627 mg of 3,4-dihydroxycyclobutene-1,2-dione and 3.00 g of 3,4-difluoro-2′-methyldiphenylamine were added to a mixed solvent of 0.5 ml of butanol and 0.5 ml of toluene, Reacted for hours. Thereafter, the precipitate was recrystallized from methanol to obtain Compound 45 (1.91 g, yellow solid).
¹ H-NMR, 400 MHz, δ (CDCl ₃ ) ppm: 2.17 (6H, s), 7.00-7.33 (14H, m).
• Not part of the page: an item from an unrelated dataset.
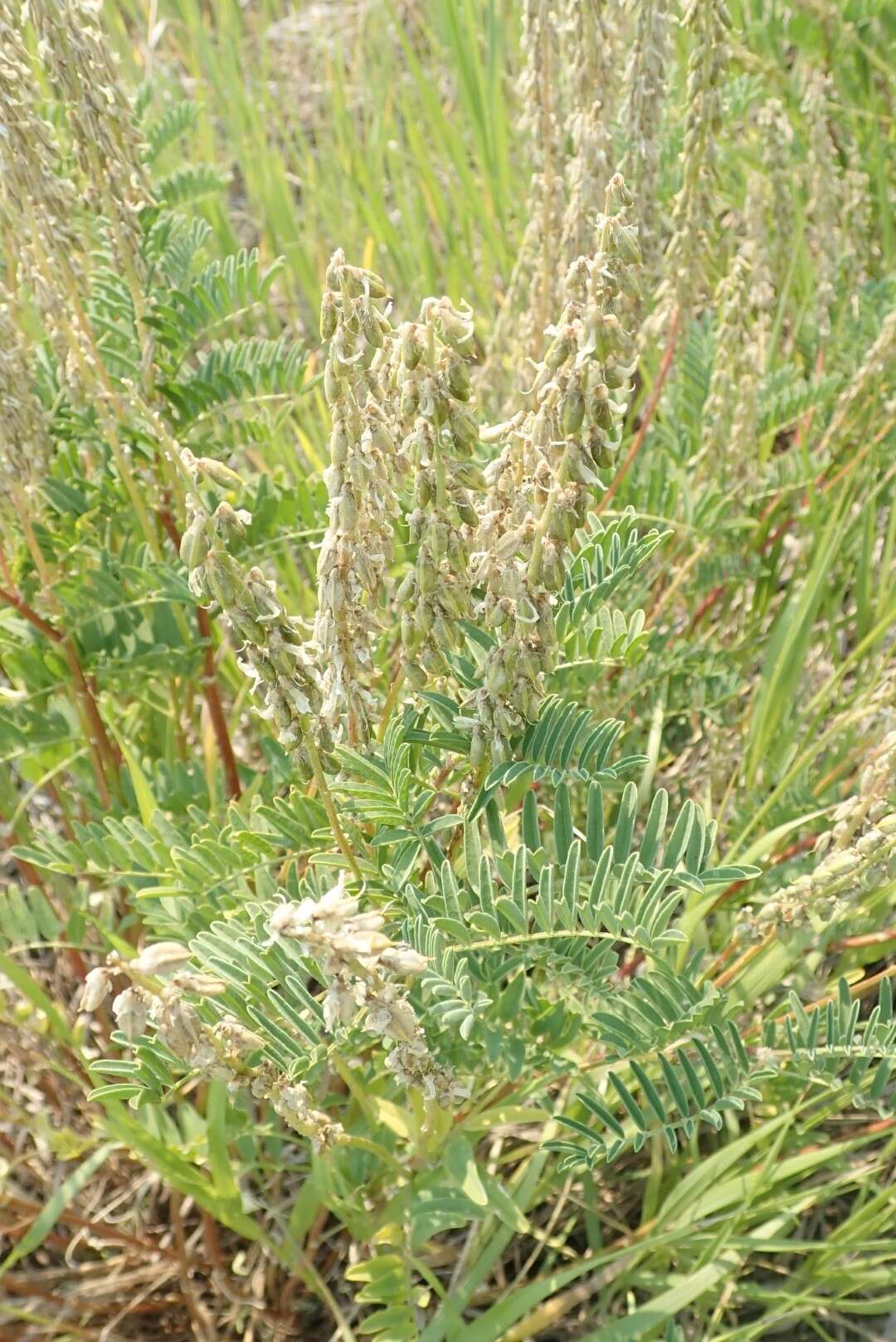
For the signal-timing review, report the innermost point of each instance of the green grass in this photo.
(763, 687)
Absorption maximum wavelength (CHCl ₃ ): 404.0 nm
Molar extinction coefficient (CHCl ₃ ): 39300 (mol / l) ⁻¹ · cm ⁻¹

(Production of Compound 46)
The starting material N- (4,4,4-trifluorobutyl) aniline was synthesized by the following procedure. 1.96 g of aniline, 5.00 g of 1,1,1-trifluoro-4-iodobutane and 3.19 g of potassium carbonate were added to 20 ml of N, N-dimethylformamide, reacted at 90 ° C. for 1 hour, and then released to room temperature. Chilled. The organic layer is extracted with ethyl acetate, washed with water, dried over magnesium sulfate, the solvent is distilled off, and the residue is isolated and purified by silica gel column chromatography (eluent ethyl acetate / n-hexane = 1/9). Gave N- (4,4,4-trifluorobutyl) aniline (1.74 g, clear liquid).
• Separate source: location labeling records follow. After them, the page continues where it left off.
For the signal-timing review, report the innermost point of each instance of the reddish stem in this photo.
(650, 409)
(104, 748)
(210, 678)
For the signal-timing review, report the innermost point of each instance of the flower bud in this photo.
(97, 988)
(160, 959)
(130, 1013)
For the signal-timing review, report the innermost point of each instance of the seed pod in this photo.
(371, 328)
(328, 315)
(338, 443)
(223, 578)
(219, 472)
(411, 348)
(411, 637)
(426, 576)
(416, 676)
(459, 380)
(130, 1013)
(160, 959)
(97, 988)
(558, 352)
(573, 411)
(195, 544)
336 mg of 3,4-dihydroxycyclobutene-1,2-dione and 1.50 g of N- (4,4,4-trifluorobutyl) aniline were added to a mixed solvent of 0.3 ml of butanol and 0.3 ml of toluene, and 130 The reaction was carried out at 6 ° C. for 6 hours. Thereafter, the precipitated yellow solid was collected by filtration to obtain Compound 46 (1.17 g).
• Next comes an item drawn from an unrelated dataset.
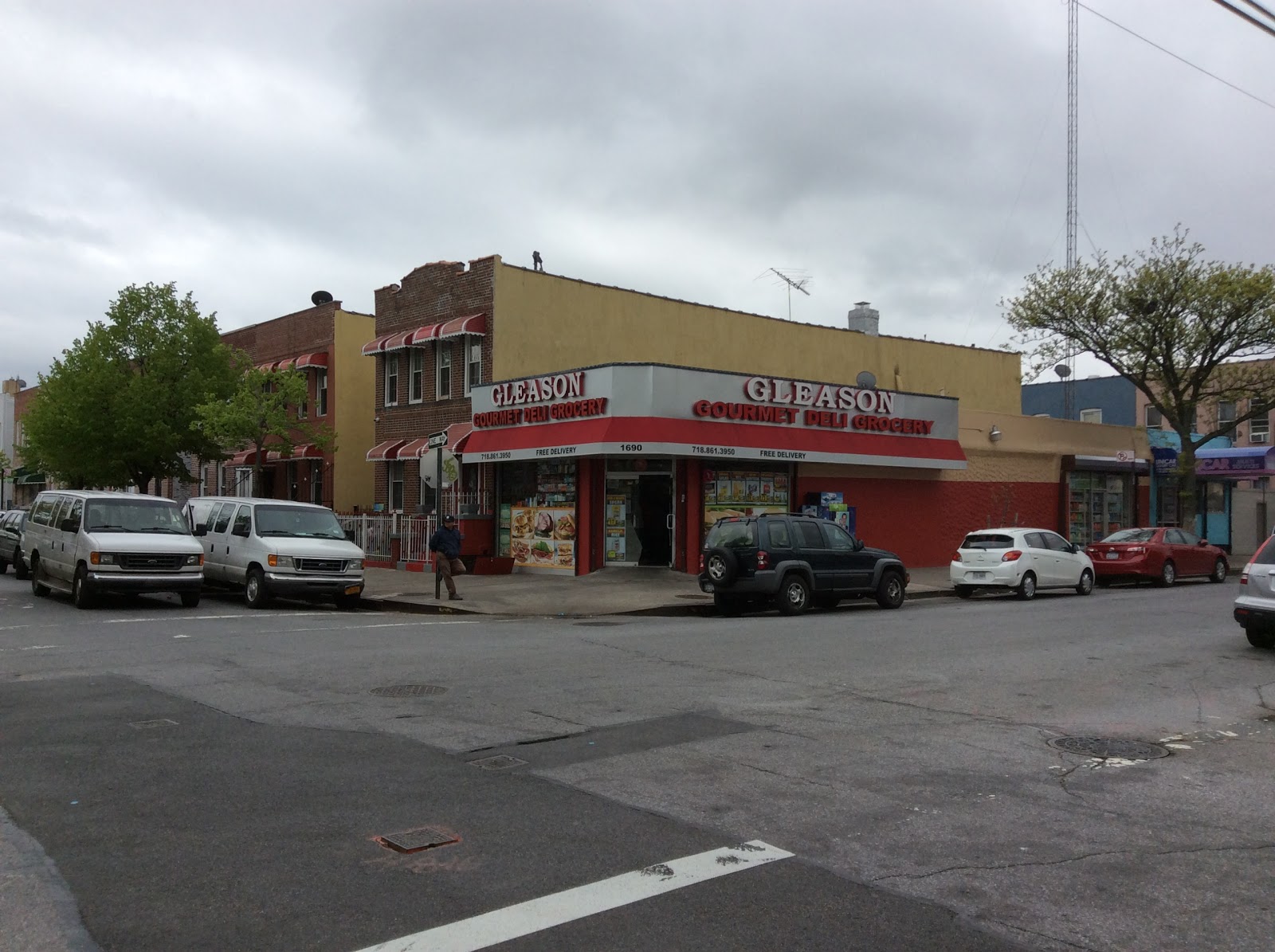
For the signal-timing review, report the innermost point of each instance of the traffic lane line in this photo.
(536, 915)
¹ H-NMR, 400 MHz, δ (CDCl ₃ ) ppm: 1.87-1.89 (4H, m), 2.12-2.16 (4H, m), 4.36-4.42 (4H, m), 7.22-7.49 (10H, m).
Absorption maximum wavelength (CHCl ₃ ): 369.0 nm
Molar extinction coefficient (CHCl ₃ ): 32800 (mol / l) ⁻¹ · cm ⁻¹

(Production of Compound 47)
The raw material 3- [N- (4,4,4-trifluorobutyl) amino] benzonitrile was synthesized by the following procedure. After adding 5.00 g of m-aminobenzonitrile, 10.07 g of 1,1,1-trifluoro-4-iodobutane and 6.43 g of potassium carbonate to 20 ml of N, N-dimethylformamide and reacting at 60 ° C. for 9 hours. And allowed to cool to room temperature. The organic layer was extracted with ethyl acetate, washed with water, dried over magnesium sulfate, the solvent was distilled off, and the residue was isolated by silica gel column chromatography (eluent: ethyl acetate / n-hexane = 1.5 / 8.5). By purification, 3- [N- (4,4,4-trifluorobutyl) amino] benzonitrile (6.34 g, transparent liquid) was obtained.
593 mg of 3,4-dihydroxycyclobutene-1,2-dione and 3.00 g of 3- [N- (4,4,4-trifluorobutyl) amino] benzonitrile were mixed with 0.5 ml of butanol and 0.5 ml of toluene. In addition to the mixed solvent, the mixture was reacted at 130 ° C. for 18 hours. Thereafter, the precipitate was recrystallized from methanol to obtain Compound 47 (2.29 g, yellow solid).
¹ H-NMR, 400 MHz, δ (CDCl ₃ ) ppm: 1.90-1.94 (4H, m), 2.19 (4H, m), 4.40-4.42 (4H, m), 7 .50-7.66 (8H, m).
Absorption maximum wavelength (CHCl ₃ ): 379.0 nm
Molar extinction coefficient (CHCl ₃ ): 39000 (mol / l) ⁻¹ · cm ⁻¹
Reference Example 23

(Production of Compound 48)
The raw material N-isopropyl-N ′, N′-dimethyl-1,4-benzenediamine was synthesized by the following procedure. N, N-dimethyl-1,4-benzenediamine (5.00 g), isopropyl iodide (6.13 g) and potassium carbonate (5.58 g) were added to N, N-dimethylformamide (20 ml) and reacted at 60 ° C. for 7 hours. It was left to cool. The organic layer is extracted with ethyl acetate, washed with water, dried over magnesium sulfate, the solvent is distilled off, and the residue is isolated and purified by silica gel column chromatography (eluent: ethyl acetate / n-hexane = 3/7). Gave N-isopropyl-N ′, N′-dimethyl-1,4-benzenediamine (4.38 g, brown liquid).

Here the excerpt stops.